Nate Hood on the City That Sold America (208) DOC NYC 2018

At a certain point watching Ky Dickens’ The City That Sold America, I had to stop taking notes and just let the rest of the film wash over me. The information was coming too fast for my fingers to keep up, a veritable firehose of factoids and anecdotes. Just as I would finish typing how Chicago ad agencies invented Rudolph the Red-Nose Reindeer to help promote mail order catalogues to rural farmers, the film would already be a mile ahead of me, talking about how Kimberly-Clark revolutionized women’s hygiene in the 1920s with their discreet ads promoting a new product made from leftover wood pulp fiber—a disposable “sanitary pad” named Kotex. Here’s a meditation on the Marlboro Man and how advertising experts had to fight to get corporate bigwigs to accept him (they apparently thought city folk would be confused by cowboy mascots!); here’s a lecture on how Chicago was “the first great city created just by Americans” and how its nascence signaled a new age of American progress, one including the invention of skyscrapers, Ferris wheels, and Tony the Tiger.

With a run-time that doesn’t even reach 70 minutes, it’s a masterclass of cinematic compression, cramming in enough material for an entire TV miniseries. Yet it never feels cramped, as Dickens’ sheer enthusiasm for the Windy City keeps things feeling light and breezy, even when the material takes darker turns such as the mass migration of southern blacks flocking to Chicago to escape Jim Crow. The film’s central issue, then, is that it eventually forgets that it’s a documentary first and foremost about Chicago itself—why else would it include a history lesson about something as dangerously dry as how the city’s location near the geographic middle of the country made it the perfect distribution point for consumer goods?

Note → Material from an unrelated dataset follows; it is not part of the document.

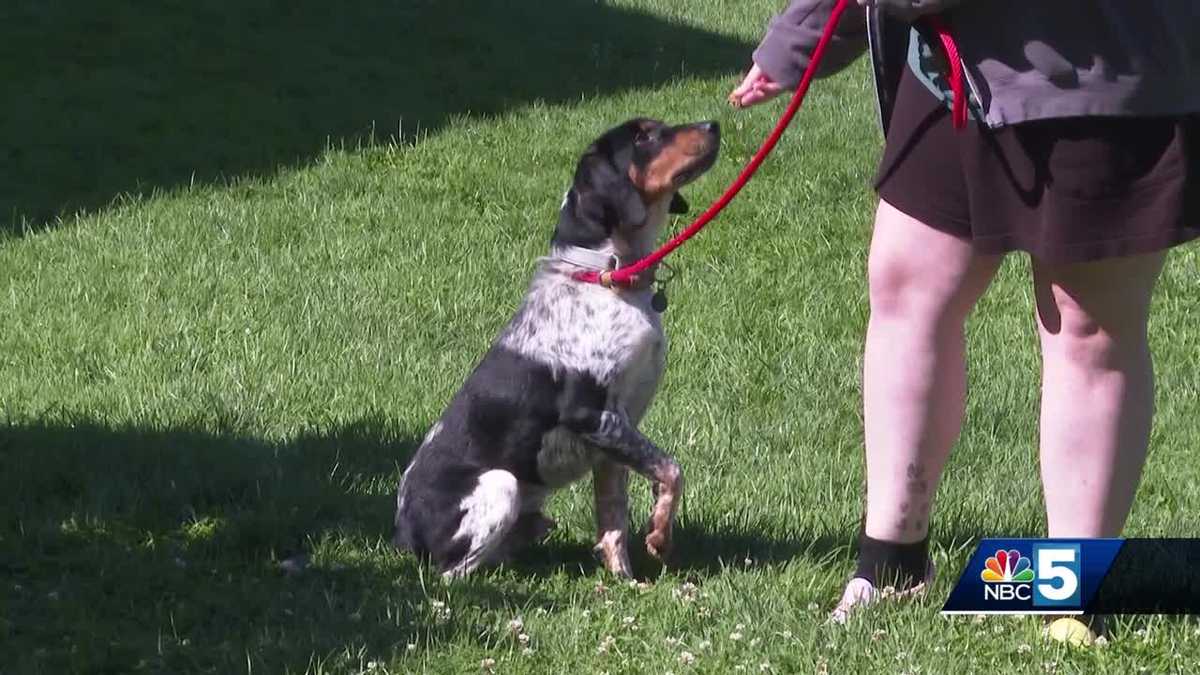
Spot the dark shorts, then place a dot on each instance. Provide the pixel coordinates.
(1066, 190)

But as Dickens continues to roll out talking heads, Chicago fades into the background entirely—I don’t think it’s mentioned once in the last 10 minutes. Instead it becomes a puff piece about benevolent advertising, climaxing in a 1967 speech where ad magnate Leo Burnett tearfully begs his employees to never forget how advertising should serve mankind for the better. It’s almost as if Dickens lost his ability to distance himself from professionals who are essentially glorified carnival barkers shelling beer and tampons. It seems the advertisers advertised themselves too well. Don Draper would be proud.